Patrzę na niego hardo, czując, jak fala gniewu zaczyna mnie zalewać.
- I tak niczego byś nie zrobił – odpowiadam chłodno. – Załatwiłem to, więc nie powinno mieć to żadnego znaczenia. Nie sprzątał po tobie, bo Vivian szantażowała mnie, nie ciebie – nim zdążę skończyć ostatnie zdanie, jego nagły ruch sprawia, że dreszcz przebiega mi po karku.
Z głośnym łoskotem kładzie ręce po obu stronach biurka. Jest tak blisko mnie, że jeśli ktoś by tutaj wszedł, nie moglibyśmy tego wytłumaczyć.

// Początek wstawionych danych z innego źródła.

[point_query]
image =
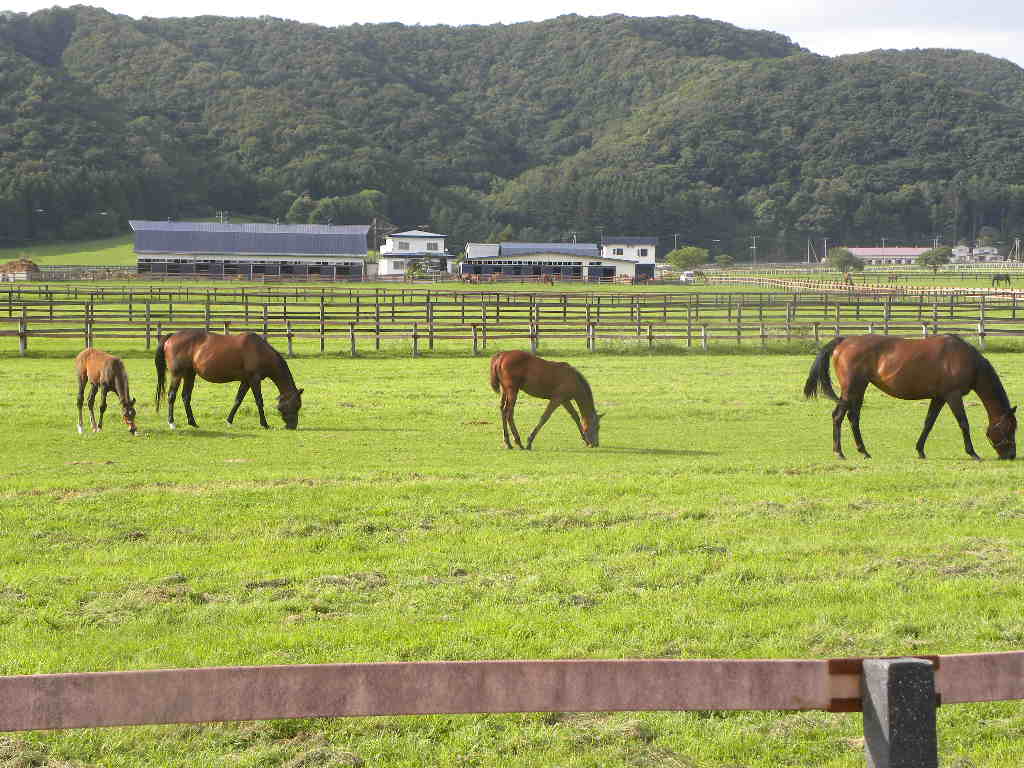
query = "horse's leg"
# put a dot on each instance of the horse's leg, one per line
(856, 399)
(92, 401)
(258, 396)
(838, 415)
(104, 390)
(933, 413)
(172, 393)
(510, 415)
(81, 401)
(955, 401)
(505, 421)
(576, 417)
(188, 382)
(552, 407)
(243, 388)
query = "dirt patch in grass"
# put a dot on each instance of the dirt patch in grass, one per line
(358, 581)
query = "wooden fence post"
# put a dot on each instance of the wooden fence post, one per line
(898, 698)
(23, 333)
(323, 325)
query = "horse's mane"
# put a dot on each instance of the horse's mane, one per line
(284, 367)
(585, 384)
(997, 389)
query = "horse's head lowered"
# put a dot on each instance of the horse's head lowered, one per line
(289, 404)
(128, 412)
(591, 426)
(1003, 434)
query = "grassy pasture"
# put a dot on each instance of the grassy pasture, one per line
(712, 522)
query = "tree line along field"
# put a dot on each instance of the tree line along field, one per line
(712, 522)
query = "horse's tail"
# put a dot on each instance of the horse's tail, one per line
(495, 378)
(819, 379)
(161, 370)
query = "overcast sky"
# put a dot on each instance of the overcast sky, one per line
(828, 27)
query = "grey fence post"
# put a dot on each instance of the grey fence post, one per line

- Kretyńskie bieganie za koleżanką, to dla ciebie załatwiona sytuacja? Przeszło ci przez myśl co by się stało, gdyby wasz kretyński plan nie wypalił? Obydwu nas mogłaby czekać komisja dyscyplinarna. Powinieneś do mnie przyjść, gdy była na to odpowiednia pora, a nie teraz przepraszać, nie pokazując przy tym za grosz pożałowania. To nie była zabawa, Naruto – to pierwszy raz, gdy wypowiada moje imię. A gdy robi to w taki sposób, czuję, jakby wylał mi na głowę wiadro lodowatej wody. – Nie powinieneś tego ukrywać, bo to ja zaprosiłem cię do siebie. Nie powinieneś mówić tego wszystkiego swojemu koleżce, bo nie dotyczyło to jego. Miało to zostać wyłącznie między nami.

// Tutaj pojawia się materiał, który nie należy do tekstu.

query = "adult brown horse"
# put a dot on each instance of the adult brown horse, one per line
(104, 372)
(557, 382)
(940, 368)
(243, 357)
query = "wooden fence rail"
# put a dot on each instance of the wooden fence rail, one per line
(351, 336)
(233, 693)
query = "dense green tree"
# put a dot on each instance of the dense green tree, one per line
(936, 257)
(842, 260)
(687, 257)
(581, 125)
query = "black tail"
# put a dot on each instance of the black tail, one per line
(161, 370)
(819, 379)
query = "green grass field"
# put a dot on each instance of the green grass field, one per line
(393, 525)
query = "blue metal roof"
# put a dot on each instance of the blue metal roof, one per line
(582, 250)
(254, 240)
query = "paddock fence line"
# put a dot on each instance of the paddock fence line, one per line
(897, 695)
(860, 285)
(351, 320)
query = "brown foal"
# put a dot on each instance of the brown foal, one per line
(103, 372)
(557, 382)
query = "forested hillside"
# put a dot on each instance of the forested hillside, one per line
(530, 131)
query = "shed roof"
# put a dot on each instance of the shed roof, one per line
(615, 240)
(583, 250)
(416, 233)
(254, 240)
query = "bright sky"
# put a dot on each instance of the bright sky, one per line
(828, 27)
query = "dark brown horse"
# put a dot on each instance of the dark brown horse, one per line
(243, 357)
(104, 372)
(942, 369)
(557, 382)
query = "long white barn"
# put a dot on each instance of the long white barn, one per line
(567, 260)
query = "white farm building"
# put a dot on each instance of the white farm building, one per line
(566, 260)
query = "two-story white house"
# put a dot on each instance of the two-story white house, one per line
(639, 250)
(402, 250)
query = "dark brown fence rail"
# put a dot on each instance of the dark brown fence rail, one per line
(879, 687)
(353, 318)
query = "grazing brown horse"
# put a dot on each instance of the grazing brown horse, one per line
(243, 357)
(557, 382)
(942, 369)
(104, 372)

Długo szukam słów, nie potrafiąc znaleźć żadnego wytłumaczenia. Wszystko, co powiedział, jest całkowitą racją. Wiem, że ma rację, ale gdy mówi to w taki sposób, nie mogę mu przytaknąć. Złość, rozgoryczenie i jawna niesprawiedliwość wypełniają mój umysł.
- O to właśnie chodzi? Że powiedziałem to Nashowi? - pytam, wbijając w niego harde spojrzenie. On natomiast odrywa się ode mnie, zgarniając torbę z ziemi, która wylądowała tam w momencie, gdy przybił mnie do biurka.
- Chodzi o to, że potraktowałeś mnie lekceważąco, uważając, że dotyczy to jedynie ciebie. Nie dałeś mi możliwości zadziałania, ukrywając to przede mną.
Gdy chce wyjść, niespodziewanie się odzywam, próbując go zatrzymać.
- Sasuke, poczekaj – mówię pewnie, on jednak nie obraca się w moją stronę.
- Wszystko zostało już powiedziane. Nie mamy o czym więcej rozmawiać – mówiąc to, opuszcza sale, zostawiając mnie w niej samego.